Finding a of n from Sn partial sum

[freshman2013]

Homework Statement

suppose that the partial sum of the series (sigma)n=1,infinity a_n is given by the partial sum S_n = (-2n+9)/(-6n+15). Find an expression for a_n when n>1

Homework Equations

S_n= (-2n+9)/(6n+15

The Attempt at a Solution

So I attempted to subtract S(n-1) from S(n) to get each term for a_n and got the following terms
a₂=8/9
3=-8/3
4=8/9
5=8/45
6=8/105
7=8/189
8=8/297
How am I supposed to come up with a generalized expression from these terms, or am I wrong from the first step of doing S(n)-S(n-1) to get those terms for a_n? The only pattern I can recognize is that after a₄, the difference of the denominators increase by 24 from one term to the next.

Homework Statement

Homework Equations

The Attempt at a Solution

 

[Dick]

Homework Statement

suppose that the partial sum of the series (sigma)n=1,infinity a_n is given by the partial sum S_n = (-2n+9)/(6n+15). Find an expression for a_n when n>1

Homework Equations

S_n= (-2n+9)/(6n+15

The Attempt at a Solution

So I attempted to subtract S(n-1) from S(n) to get each term for a_n and got the following terms
a₂=8/9
3=-8/3
4=8/9
5=8/45
6=8/105
7=8/189
8=8/297
How am I supposed to come up with a generalized expression from these terms, or am I wrong from the first step of doing S(n)-S(n-1) to get those terms for a_n?
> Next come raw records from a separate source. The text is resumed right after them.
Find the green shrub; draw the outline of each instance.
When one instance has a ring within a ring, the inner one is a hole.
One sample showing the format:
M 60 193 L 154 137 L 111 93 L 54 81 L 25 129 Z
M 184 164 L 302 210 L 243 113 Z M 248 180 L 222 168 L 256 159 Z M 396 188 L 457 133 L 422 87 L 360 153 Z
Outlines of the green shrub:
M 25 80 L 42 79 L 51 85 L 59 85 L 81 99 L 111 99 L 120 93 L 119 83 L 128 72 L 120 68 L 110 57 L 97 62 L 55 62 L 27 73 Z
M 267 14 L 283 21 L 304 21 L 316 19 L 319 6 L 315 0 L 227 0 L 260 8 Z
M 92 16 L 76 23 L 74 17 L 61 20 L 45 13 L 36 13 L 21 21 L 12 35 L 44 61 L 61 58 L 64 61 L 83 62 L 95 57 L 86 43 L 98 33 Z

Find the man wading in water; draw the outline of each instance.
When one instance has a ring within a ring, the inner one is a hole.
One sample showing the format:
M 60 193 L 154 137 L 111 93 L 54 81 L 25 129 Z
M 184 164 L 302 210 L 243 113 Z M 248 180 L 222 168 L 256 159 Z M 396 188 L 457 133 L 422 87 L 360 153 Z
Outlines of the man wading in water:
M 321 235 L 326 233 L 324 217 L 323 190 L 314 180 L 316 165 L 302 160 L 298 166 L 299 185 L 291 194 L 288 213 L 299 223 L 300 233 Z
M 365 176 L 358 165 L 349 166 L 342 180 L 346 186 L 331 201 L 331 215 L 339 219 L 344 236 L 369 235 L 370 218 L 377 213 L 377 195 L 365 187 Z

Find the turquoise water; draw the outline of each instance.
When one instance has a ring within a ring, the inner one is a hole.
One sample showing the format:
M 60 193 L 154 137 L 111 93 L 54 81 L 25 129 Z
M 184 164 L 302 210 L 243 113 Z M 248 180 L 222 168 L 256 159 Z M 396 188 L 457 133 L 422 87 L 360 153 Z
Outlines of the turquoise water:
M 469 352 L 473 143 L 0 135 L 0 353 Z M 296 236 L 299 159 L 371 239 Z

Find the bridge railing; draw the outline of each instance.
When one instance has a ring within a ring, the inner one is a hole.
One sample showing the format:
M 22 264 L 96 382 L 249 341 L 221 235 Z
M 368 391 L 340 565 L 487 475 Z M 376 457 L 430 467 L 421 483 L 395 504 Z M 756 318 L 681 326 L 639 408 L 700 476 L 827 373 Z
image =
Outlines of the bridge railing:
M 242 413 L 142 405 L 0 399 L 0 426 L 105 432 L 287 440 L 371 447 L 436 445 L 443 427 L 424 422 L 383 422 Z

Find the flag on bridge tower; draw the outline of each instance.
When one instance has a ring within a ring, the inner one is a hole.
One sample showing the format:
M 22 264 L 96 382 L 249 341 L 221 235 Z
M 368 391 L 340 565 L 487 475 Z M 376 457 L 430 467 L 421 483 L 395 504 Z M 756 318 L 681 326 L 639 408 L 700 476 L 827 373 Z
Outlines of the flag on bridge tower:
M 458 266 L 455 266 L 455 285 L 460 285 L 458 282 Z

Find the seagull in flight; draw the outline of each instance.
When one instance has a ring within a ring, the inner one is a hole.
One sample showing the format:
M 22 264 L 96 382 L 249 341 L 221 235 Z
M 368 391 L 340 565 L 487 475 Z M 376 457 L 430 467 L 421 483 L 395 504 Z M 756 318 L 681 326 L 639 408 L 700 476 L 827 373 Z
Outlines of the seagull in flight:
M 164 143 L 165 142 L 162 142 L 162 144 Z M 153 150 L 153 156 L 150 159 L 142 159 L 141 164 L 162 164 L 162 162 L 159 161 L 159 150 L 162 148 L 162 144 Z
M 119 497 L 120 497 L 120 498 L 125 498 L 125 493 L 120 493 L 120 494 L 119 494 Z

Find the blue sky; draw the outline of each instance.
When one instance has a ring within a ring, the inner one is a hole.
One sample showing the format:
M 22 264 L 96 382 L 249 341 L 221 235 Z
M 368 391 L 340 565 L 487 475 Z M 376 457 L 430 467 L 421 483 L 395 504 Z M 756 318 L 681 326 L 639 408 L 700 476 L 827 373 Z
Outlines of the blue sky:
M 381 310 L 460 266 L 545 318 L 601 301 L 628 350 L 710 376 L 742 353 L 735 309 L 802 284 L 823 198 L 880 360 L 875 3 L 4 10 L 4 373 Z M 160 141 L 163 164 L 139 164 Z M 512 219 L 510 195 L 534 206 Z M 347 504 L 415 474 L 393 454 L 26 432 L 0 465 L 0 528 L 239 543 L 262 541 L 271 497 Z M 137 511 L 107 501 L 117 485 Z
The only pattern I can recognize is that after a₄, the difference of the denominators increase by 24 from one term to the next.

Homework Statement

Homework Equations

The Attempt at a Solution

$S_{n}-S_{n-1}=a_n$. So take your expression for $S_n$ and subtract the same expression with n-1 substituted for n. Putting numbers in isn't the way to do it.